El punto más sensible del entendimiento es Ormuz, el corredor marítimo por el que circula una porción decisiva del petróleo que mueve a la economía global. Cualquier alivio en ese frente tiene efecto inmediato sobre el precio del crudo, la logística energética y la percepción de riesgo en la región. Pero el avance no borra el resto de las diferencias. La Casa Blanca sigue presionando por límites verificables al programa nuclear de Irán, mientras Teherán insiste en destrabar el acceso a recursos financieros retenidos en bancos extranjeros, una exigencia que considera parte central de cualquier alivio real a la presión económica que arrastra desde hace años.
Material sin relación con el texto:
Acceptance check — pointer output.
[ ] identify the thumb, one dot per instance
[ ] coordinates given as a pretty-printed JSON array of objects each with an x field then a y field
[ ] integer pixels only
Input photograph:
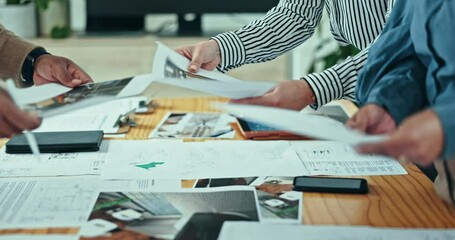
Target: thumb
[
  {"x": 196, "y": 61},
  {"x": 63, "y": 76}
]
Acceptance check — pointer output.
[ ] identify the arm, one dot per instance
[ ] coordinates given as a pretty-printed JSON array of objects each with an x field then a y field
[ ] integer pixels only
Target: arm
[
  {"x": 13, "y": 51},
  {"x": 393, "y": 77},
  {"x": 340, "y": 80},
  {"x": 20, "y": 59},
  {"x": 441, "y": 70},
  {"x": 284, "y": 27}
]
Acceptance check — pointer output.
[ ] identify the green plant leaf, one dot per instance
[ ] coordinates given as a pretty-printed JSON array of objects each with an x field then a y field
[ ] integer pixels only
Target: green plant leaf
[
  {"x": 13, "y": 2},
  {"x": 42, "y": 5}
]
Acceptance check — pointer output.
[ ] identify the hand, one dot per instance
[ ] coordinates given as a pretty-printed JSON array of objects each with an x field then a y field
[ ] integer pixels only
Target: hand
[
  {"x": 372, "y": 119},
  {"x": 419, "y": 139},
  {"x": 204, "y": 55},
  {"x": 49, "y": 68},
  {"x": 13, "y": 120},
  {"x": 290, "y": 94}
]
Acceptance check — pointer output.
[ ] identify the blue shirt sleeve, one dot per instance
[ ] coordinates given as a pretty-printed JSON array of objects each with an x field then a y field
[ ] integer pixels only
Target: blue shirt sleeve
[
  {"x": 393, "y": 77},
  {"x": 436, "y": 49}
]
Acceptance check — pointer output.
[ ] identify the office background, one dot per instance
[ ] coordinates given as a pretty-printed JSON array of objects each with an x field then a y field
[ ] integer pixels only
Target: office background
[{"x": 115, "y": 39}]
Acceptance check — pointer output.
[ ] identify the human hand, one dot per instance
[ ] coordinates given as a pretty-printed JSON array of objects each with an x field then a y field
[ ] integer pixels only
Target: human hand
[
  {"x": 290, "y": 94},
  {"x": 49, "y": 68},
  {"x": 372, "y": 119},
  {"x": 12, "y": 119},
  {"x": 419, "y": 139},
  {"x": 205, "y": 55}
]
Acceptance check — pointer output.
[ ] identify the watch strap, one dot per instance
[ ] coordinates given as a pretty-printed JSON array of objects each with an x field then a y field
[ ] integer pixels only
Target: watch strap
[{"x": 28, "y": 67}]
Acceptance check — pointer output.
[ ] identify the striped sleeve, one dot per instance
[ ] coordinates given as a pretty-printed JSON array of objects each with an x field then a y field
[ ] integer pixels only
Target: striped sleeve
[
  {"x": 283, "y": 28},
  {"x": 338, "y": 81}
]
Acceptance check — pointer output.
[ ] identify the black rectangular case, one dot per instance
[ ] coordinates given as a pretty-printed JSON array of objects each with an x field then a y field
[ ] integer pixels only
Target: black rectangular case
[{"x": 57, "y": 142}]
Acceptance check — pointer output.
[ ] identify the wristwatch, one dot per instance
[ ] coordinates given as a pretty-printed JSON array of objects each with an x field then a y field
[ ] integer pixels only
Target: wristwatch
[{"x": 28, "y": 67}]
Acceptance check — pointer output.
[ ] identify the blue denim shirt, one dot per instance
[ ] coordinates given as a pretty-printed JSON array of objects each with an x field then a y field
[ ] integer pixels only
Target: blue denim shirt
[{"x": 411, "y": 67}]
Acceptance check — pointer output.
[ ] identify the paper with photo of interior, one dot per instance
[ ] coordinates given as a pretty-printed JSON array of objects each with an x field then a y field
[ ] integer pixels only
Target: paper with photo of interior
[
  {"x": 53, "y": 99},
  {"x": 169, "y": 67},
  {"x": 194, "y": 125},
  {"x": 277, "y": 202},
  {"x": 182, "y": 214}
]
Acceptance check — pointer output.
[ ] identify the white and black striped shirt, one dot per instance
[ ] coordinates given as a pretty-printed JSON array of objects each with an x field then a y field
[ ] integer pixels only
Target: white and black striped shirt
[{"x": 292, "y": 22}]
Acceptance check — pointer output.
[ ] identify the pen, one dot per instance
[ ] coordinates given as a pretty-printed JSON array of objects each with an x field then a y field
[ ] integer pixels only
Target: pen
[
  {"x": 219, "y": 133},
  {"x": 28, "y": 135}
]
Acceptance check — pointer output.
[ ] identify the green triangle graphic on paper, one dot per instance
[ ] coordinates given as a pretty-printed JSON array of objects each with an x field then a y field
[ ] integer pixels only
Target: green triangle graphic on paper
[{"x": 147, "y": 166}]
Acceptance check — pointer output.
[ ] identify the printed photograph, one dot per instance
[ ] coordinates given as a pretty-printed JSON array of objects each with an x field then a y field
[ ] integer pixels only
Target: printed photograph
[
  {"x": 84, "y": 92},
  {"x": 276, "y": 199},
  {"x": 176, "y": 215},
  {"x": 194, "y": 125}
]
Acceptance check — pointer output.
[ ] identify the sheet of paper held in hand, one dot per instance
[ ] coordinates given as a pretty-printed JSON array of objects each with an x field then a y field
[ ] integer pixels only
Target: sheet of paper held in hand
[
  {"x": 250, "y": 230},
  {"x": 53, "y": 99},
  {"x": 224, "y": 159},
  {"x": 103, "y": 116},
  {"x": 170, "y": 67},
  {"x": 310, "y": 125}
]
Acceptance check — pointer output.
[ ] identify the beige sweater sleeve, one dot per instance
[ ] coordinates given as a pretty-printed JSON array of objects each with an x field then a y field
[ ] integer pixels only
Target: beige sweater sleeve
[{"x": 13, "y": 51}]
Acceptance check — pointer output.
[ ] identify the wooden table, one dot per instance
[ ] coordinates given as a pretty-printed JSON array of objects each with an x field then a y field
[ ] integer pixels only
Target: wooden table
[{"x": 393, "y": 201}]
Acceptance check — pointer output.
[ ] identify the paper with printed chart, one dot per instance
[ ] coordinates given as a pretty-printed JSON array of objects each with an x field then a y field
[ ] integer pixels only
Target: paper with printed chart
[
  {"x": 46, "y": 202},
  {"x": 334, "y": 158},
  {"x": 309, "y": 125},
  {"x": 251, "y": 230},
  {"x": 171, "y": 68},
  {"x": 210, "y": 159},
  {"x": 62, "y": 201}
]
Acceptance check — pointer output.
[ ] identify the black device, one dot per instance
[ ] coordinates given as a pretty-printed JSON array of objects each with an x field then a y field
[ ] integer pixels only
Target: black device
[
  {"x": 57, "y": 142},
  {"x": 331, "y": 185},
  {"x": 120, "y": 15}
]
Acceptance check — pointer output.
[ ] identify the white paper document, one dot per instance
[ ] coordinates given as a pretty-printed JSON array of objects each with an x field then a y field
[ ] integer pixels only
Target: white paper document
[
  {"x": 103, "y": 117},
  {"x": 217, "y": 159},
  {"x": 334, "y": 158},
  {"x": 38, "y": 237},
  {"x": 251, "y": 230},
  {"x": 309, "y": 125},
  {"x": 46, "y": 202},
  {"x": 53, "y": 99},
  {"x": 170, "y": 67},
  {"x": 53, "y": 164},
  {"x": 139, "y": 185}
]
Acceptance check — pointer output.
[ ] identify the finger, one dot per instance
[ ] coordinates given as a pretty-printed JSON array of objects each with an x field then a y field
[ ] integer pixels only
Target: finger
[
  {"x": 196, "y": 61},
  {"x": 350, "y": 123},
  {"x": 63, "y": 75},
  {"x": 6, "y": 130},
  {"x": 361, "y": 123},
  {"x": 78, "y": 74},
  {"x": 18, "y": 119},
  {"x": 253, "y": 101}
]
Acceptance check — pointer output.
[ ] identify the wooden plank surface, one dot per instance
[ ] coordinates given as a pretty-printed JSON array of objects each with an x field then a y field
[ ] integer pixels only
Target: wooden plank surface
[{"x": 393, "y": 201}]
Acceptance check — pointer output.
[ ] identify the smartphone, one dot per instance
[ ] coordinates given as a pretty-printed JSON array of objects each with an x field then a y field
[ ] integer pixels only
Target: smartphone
[
  {"x": 256, "y": 131},
  {"x": 331, "y": 185}
]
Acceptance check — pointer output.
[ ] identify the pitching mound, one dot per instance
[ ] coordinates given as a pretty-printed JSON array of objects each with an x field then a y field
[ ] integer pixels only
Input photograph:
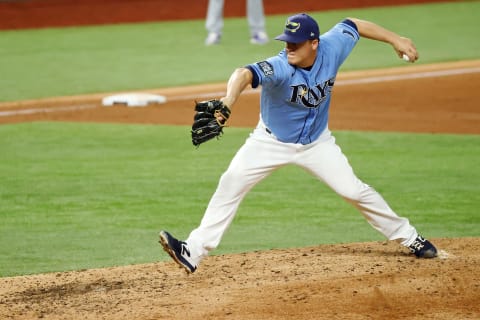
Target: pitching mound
[{"x": 378, "y": 280}]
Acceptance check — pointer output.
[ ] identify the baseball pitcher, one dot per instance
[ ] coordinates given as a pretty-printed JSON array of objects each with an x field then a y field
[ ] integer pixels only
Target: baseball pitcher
[{"x": 293, "y": 129}]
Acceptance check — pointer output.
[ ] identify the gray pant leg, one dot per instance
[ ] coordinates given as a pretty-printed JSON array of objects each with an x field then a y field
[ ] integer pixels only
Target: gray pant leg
[{"x": 214, "y": 22}]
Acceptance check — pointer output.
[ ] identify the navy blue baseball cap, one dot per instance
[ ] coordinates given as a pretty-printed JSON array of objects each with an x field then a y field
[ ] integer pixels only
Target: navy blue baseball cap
[{"x": 299, "y": 28}]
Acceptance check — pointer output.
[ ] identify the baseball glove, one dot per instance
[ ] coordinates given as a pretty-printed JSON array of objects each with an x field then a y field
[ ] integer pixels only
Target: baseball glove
[{"x": 206, "y": 123}]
La novedad, más que una reconciliación, es una tregua táctica. En la práctica, ambas partes parecen haber aceptado que el costo de escalar la confrontación es demasiado alto, al menos por ahora. Para Trump, un acuerdo parcial en Ormuz puede venderse como un triunfo en política exterior y como una señal de control sobre una crisis que afecta directamente al comercio internacional. Para Irán, el margen de 60 días ofrece oxígeno político y financiero, aunque sin garantías de que Washington afloje de verdad las sanciones ni de que acepte una negociación menos asimétrica. Y ahí está el núcleo del problema: el estrecho puede abrirse con una firma, pero la desconfianza acumulada durante décadas no se desactiva tan rápido.
El reloj corre, además, en un contexto en el que cualquier tropiezo puede tener consecuencias mucho más amplias que una disputa diplomática. Si la negociación fracasa, el impacto no quedará encerrado en la mesa bilateral: puede trasladarse a los precios del combustible, a la estabilidad regional y a la agenda electoral y de seguridad en Estados Unidos. Si prospera, incluso de forma parcial, marcará una señal importante sobre hasta dónde puede llegar la presión negociadora de Trump frente a un adversario que combina cálculo geopolítico con resistencia interna. En cualquiera de los dos escenarios, los próximos 60 días serán una prueba de fondo sobre si Washington y Teherán buscan realmente una salida o apenas compran tiempo.